«Неужели люди, привязываясь к домашним животным, со временем начинают до невероятия напоминать своих питомцев?» — эта мысль нашла полное подтверждение в случае почтенного сельского джентльмена Гроуби Лингтона.
Расхаживая по утренней гостиной своей золовки, Гроуби Лингтон считал тянущиеся минуты со скрытым беспокойством человека, начинающего ощущать свой возраст. Не более четверти часа отделяло его от того момента, когда ему предстояло попрощаться и в сопровождении избранного эскорта племянников и племянниц отправиться по дороге, вьющейся среди полей и садов, к железнодорожной станции. Гроуби Лингтон был по натуре добродушным человеком, и ничего не имел против того, чтобы время от времени наносить визиты жене и детям своего умершего старшего брата Уильяма; но всё же он предпочитал домашний комфорт и уединённость своего сада, общество своих книг и своего попугая утомительным для него вторжениям в жизнь людей, с которыми его немногое связывало.

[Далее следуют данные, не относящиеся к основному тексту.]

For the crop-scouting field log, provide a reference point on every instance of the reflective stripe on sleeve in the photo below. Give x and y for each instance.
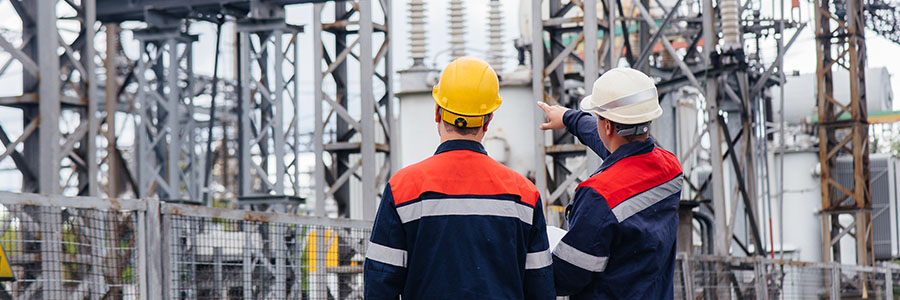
(642, 201)
(385, 254)
(537, 260)
(580, 259)
(455, 206)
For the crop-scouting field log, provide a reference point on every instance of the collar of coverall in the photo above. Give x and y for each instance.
(630, 149)
(460, 145)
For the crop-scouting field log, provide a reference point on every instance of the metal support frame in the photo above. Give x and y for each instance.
(723, 76)
(557, 180)
(841, 44)
(59, 155)
(168, 152)
(269, 107)
(352, 149)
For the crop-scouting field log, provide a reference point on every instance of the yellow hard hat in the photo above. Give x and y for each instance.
(467, 92)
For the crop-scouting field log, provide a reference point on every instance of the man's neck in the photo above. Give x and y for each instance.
(452, 136)
(618, 141)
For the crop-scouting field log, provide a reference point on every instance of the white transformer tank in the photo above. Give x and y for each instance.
(800, 94)
(509, 139)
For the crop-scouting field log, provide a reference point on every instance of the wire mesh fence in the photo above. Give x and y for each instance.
(225, 254)
(69, 253)
(711, 277)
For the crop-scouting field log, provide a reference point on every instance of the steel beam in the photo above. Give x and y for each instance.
(840, 44)
(269, 51)
(351, 139)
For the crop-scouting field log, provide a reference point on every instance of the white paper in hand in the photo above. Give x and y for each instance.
(555, 234)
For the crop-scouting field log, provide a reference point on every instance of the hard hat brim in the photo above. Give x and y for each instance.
(630, 114)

Впрочем, редкие железнодорожные поездки к родственникам он совершал отнюдь не из-за угрызений совести, — к этому Гроуби Лингтона побуждали ещё и настойчивые увещевания младшего брата, полковника Джона, частенько укорявшего его в том, что он не оказывает должного внимания семье Уильяма. Однако сегодняшний визит Гроуби подходил к концу, и он знал, что теперь несколько месяцев сможет беспрепятственно наслаждаться домашним комфортом и потакать своим привычкам, прежде чем ему придётся пожертвовать тем и другим ради поддержания семейных контактов. Он с плохо сдерживаемым весельем запрыгал по комнате, и при этом по-птичьи бегло осматривал попадавшиеся ему под руку предметы.

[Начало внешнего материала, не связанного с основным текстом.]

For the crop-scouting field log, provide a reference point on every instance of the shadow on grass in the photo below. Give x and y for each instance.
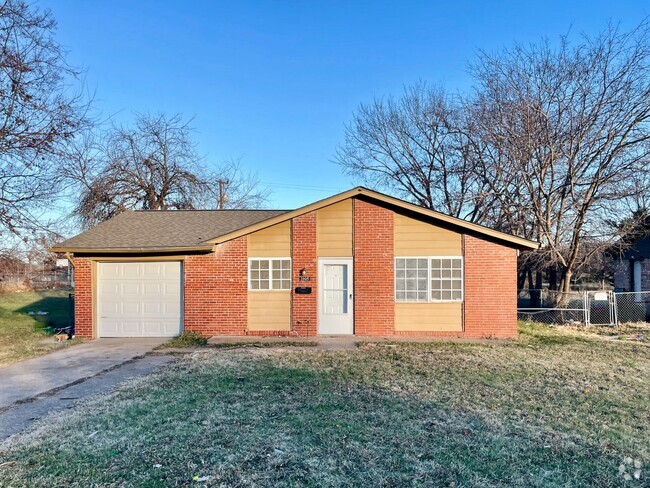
(59, 312)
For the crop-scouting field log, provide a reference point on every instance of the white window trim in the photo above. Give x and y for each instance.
(429, 290)
(428, 300)
(275, 290)
(462, 278)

Неожиданно он замер на месте, и от его снисходительного благодушия не осталось и следа. В принадлежащем одному из его племянников альбоме ему попался на глаза выполненный с беспощадной точностью рисунок, на котором он увидел себя самого и своего попугая, застывших в забавно-степенных умиротворённых позах и с одинаковой серьёзностью взирающих друг на друга. Справившись с мгновенным приступом раздражения, Гроуби от души рассмеялся, похвалив мастерство юного художника, отметив, однако, убийственную точность схваченного им образа.
Затем в его душе вновь поднялась волна негодования, на сей раз не столько против карикатуриста, облекшего свой замысел в карандаш и чернила, сколько против самой идеи, которая выражалась этим рисунком.